K-Means (Elbow Method)
A clustering algorithm. The Elbow Method helps determine the optimal number of clusters by plotting the sum of squared errors for different k values.
Boosting
1.Initialize the model with equal weights for all data points.
2.Train a weak learner (e.g., decision tree).
3.Calculate errors and assign higher weights to misclassified points.
4.Train the next weak learner on the weighted data.
5.Combine all weak learners to form a strong model.
Agglomerative Clustering
A bottom-up hierarchical clustering method where clusters are merged iteratively based on similarity.
Cluster Assumption
Assumes data points within the same cluster share similar properties, foundational in unsupervised learning.
Single
Complete
Average
Maximum Likelihood Estimator (MLE)
A method to estimate parameters by maximizing the likelihood function, representing the probability of observing the data given the model.

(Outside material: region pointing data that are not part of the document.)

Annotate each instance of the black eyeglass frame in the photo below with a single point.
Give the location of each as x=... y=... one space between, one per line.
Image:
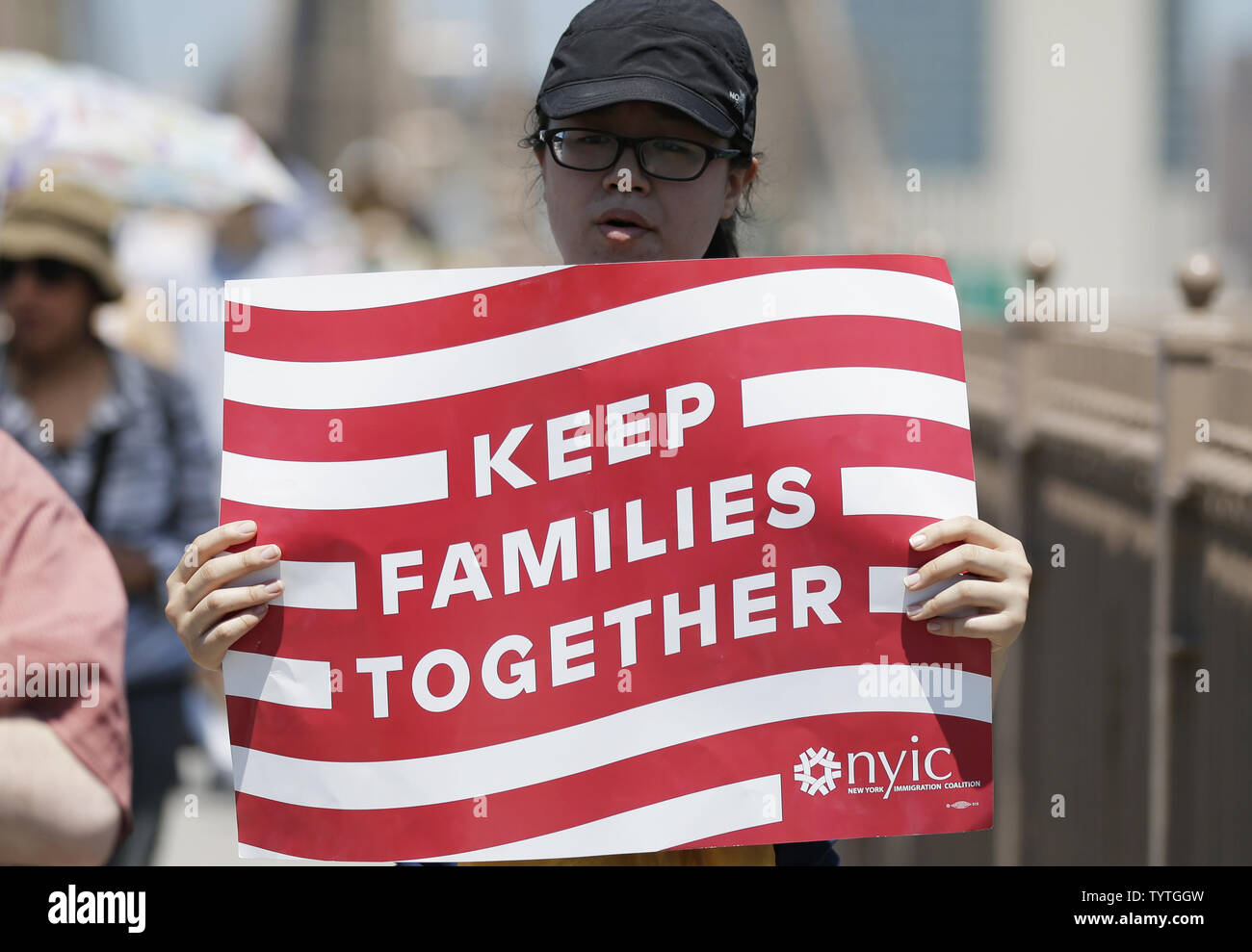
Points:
x=48 y=270
x=712 y=151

Regression vs Classification
Regression predicts continuous values; classification predicts discrete class labels.
Mean Square Error (MSE)
A loss function for regression that calculates the average squared difference between predicted and actual values.
K-Fold Cross-Validation
A model validation method that splits data into k subsets, training on k-1 and validating on the remaining fold iteratively.
Gradient Descent & SGD
Optimization algorithms: Gradient Descent minimizes loss by adjusting weights iteratively. Stochastic Gradient Descent updates weights using single examples.
L1 and L2 Regularization
L1 adds a penalty proportional to the absolute value of weights (sparse solutions). L2 penalizes the square of weights (weight decay).
K-Nearest Neighbors (KNN)
A classification/regression algorithm that predicts based on the majority vote or average of the k closest data points.
Logistic Regression (Softmax)
A classification algorithm. Softmax generalizes logistic regression for multi-class classification.
No Free Lunch Theorem
No algorithm is universally best for all problems. Performance depends on the specific dataset.
Bias
Bias is the error introduced by approximating real-world problems with simplified models. High bias leads to underfitting.
Overfitting
A model captures noise in the training data, performing poorly on new data. Regularization and validation sets help mitigate this.
Validation Set
A subset of data used to tune model hyperparameters and assess performance during training.
Testing Set
A hold-out dataset used to evaluate the final performance of a trained model.
Reduce Variance in Trees
Techniques like bagging, random forests, and pruning reduce overfitting and variance in decision trees.